Biden-Putin Gerilimi
Bu kişisel atışmaların üzerinden kapsamlı bir devletler arası çekişme beklenemez. Gerçi Biden’la birlikte Amerika’nın Çin yerine Rusya’yı daha öncelikli bir rakip haline getirebileceği tahmin ediliyor.
Doç. Dr. Hasan B. YALÇIN & SETA Strateji Araştırmaları Direktörü
Biden bir anda Rusya ile diplomatik bir çekişmeye imza attı. Rusya Devlet Başkanı Putin’e “katil” dedi. Gerçekten planlı mıydı yoksa Biden’ın yetenek kısıtlamalarının bir sonucu muydu çok belli değil. Ama diplomatik olarak aslında büyük bir skandal.
Herhangi bir ülkeyle gerilim yaşayabilirsiniz. Son derece yüksek tonlama ve sert açıklamalarla gerilimleri tırmandırabilirsiniz.

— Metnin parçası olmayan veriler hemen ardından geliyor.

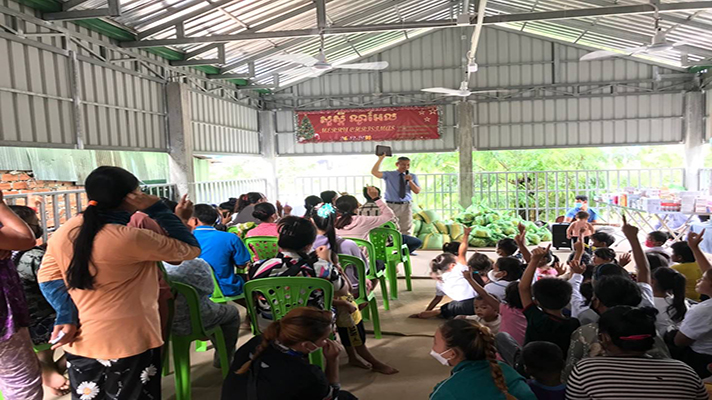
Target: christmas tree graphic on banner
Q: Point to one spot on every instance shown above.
(305, 131)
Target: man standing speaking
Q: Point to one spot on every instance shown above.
(400, 186)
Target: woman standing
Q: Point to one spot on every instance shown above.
(20, 377)
(109, 271)
(469, 348)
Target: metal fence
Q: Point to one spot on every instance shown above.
(221, 191)
(55, 208)
(534, 195)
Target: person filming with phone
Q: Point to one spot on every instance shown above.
(400, 186)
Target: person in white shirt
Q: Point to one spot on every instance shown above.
(694, 339)
(669, 298)
(448, 270)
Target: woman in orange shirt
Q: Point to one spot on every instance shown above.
(109, 271)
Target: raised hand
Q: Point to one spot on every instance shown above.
(694, 239)
(184, 209)
(629, 231)
(625, 259)
(577, 267)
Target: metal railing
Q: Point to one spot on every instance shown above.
(534, 195)
(221, 191)
(55, 208)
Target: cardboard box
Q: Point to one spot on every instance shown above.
(651, 205)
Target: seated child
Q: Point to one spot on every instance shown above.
(506, 270)
(543, 361)
(486, 315)
(655, 242)
(296, 237)
(580, 229)
(602, 239)
(543, 304)
(508, 247)
(511, 320)
(448, 269)
(686, 264)
(603, 256)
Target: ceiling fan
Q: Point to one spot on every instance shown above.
(319, 65)
(658, 45)
(463, 91)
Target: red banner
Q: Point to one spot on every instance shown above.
(372, 124)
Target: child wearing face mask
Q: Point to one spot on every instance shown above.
(655, 241)
(469, 348)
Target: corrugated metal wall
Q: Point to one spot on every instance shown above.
(644, 119)
(122, 103)
(223, 126)
(122, 95)
(535, 69)
(287, 144)
(35, 99)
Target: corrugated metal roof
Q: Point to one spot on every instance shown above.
(616, 32)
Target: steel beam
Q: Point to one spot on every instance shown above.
(347, 20)
(494, 19)
(206, 61)
(320, 14)
(113, 10)
(184, 17)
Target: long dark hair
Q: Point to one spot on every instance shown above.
(309, 203)
(247, 199)
(264, 211)
(326, 224)
(295, 234)
(670, 281)
(630, 328)
(346, 206)
(303, 324)
(476, 342)
(107, 186)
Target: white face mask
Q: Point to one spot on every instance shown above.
(492, 276)
(439, 356)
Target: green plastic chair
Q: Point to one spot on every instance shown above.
(392, 255)
(284, 294)
(220, 298)
(181, 344)
(373, 272)
(262, 247)
(390, 225)
(363, 295)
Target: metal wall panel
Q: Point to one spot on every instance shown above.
(223, 126)
(600, 121)
(287, 143)
(603, 115)
(121, 110)
(35, 99)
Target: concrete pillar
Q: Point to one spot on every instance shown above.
(694, 129)
(466, 136)
(269, 152)
(180, 139)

Ama doğrudan doğruya bir devlet başkanına “katil” demek diplomatik teamüller açısından son derece sıkıntılı.
Putin de bunu kendisi için fırsata dönüştürmekte tereddüt etmedi. Çok zekice cevaplar verdiğini söylemek mümkün değil, ama Biden’a meydan okuyarak meseleyi kişiselleştirmekten zevk alacağını gösterdi. Canlı yayında konuşmak gibi bir teklif bile getirdi.
Bir anda ortalığın bu kadar karışması herkesi düşündürüyor. Ve gerilimin ne kadar tırmanacağı merak konusu. Öncelikle şunu söylemek lazım: Bu kişisel atışmaların üzerinden kapsamlı bir devletler arası çekişme beklenemez. Gerçi Biden’la birlikte Amerika’nın Çin yerine Rusya’yı daha öncelikli bir rakip haline getirebileceği tahmin ediliyor.
Biden, Rusya’nın özellikle transatlantik ilişkiler çerçevesinde sıkıştırılmasını istiyor. Ama bunun yolunun kişisel kavgalar çıkarmak olduğunu hiç sanmıyorum. Rakip devlet başkanına hakaret ederek işe başlamak, aslında elinde çok da sağlam bir plan olmadığının göstergesi olarak değerlendirilebilir.
Genelde söylemde tansiyon bu şekilde yükseltiliyorsa arkasının boş olduğunu düşünmek lazım. Biden sanki lafla peynir gemisi yüzdürmenin peşinde. Rusya’ya karşı veya Çin’e karşı attığı somut bir adım yok. Ama bu tür gerilimler üzerinden aktörmüş gibi yapıyor.
Son dönemlerde dünya çapında bu tür birçok siyasi ortaya çıktı. Macron da bunun bir benzeri. Az iş, çok laf… Bu nedenle ben şahsen bu polemik üzerinden bir Rus-Amerikan krizi beklemiyorum.
Türkiye açısından aslında Rusya ile ABD arasında yaşanacak bir gerilim, çok da tercih edilmeyecek bir durum değil. Özellikle Suriye üzerinden düşünecek olursanız, uzun yıllar boyunca Türkiye’nin en temel endişelerinden birisi Rusya ile ABD’nin aynı çizgide buluşmasıydı.
Bu endişe haklı gerekçelere dayanıyordu. Zira her iki devletin de zaman zaman Türkiye’yi sıkıştırmaya çalışan eylemeleri oldu. Ve birbirlerinin ayağına basmamak için özel bir çaba gösterdiler. Ancak Türkiye kendine yeterince alan açtıktan sonra çok da endişelenmeye gerek kalmadı diyebiliriz.
Yeni dönemde de Rusya ile ABD’nin çıkar çatışması yaşaması aslında Türkiye’yi daha da rahatlatabilir. Ama dediğim gibi şimdilik bu gerilimlerin hepsi göstermelik gibi. Ama göstermelik de olsa ABD’nin Türkiye’ye sataşmadığı her olayı Türkiye keyifle izleyebilir.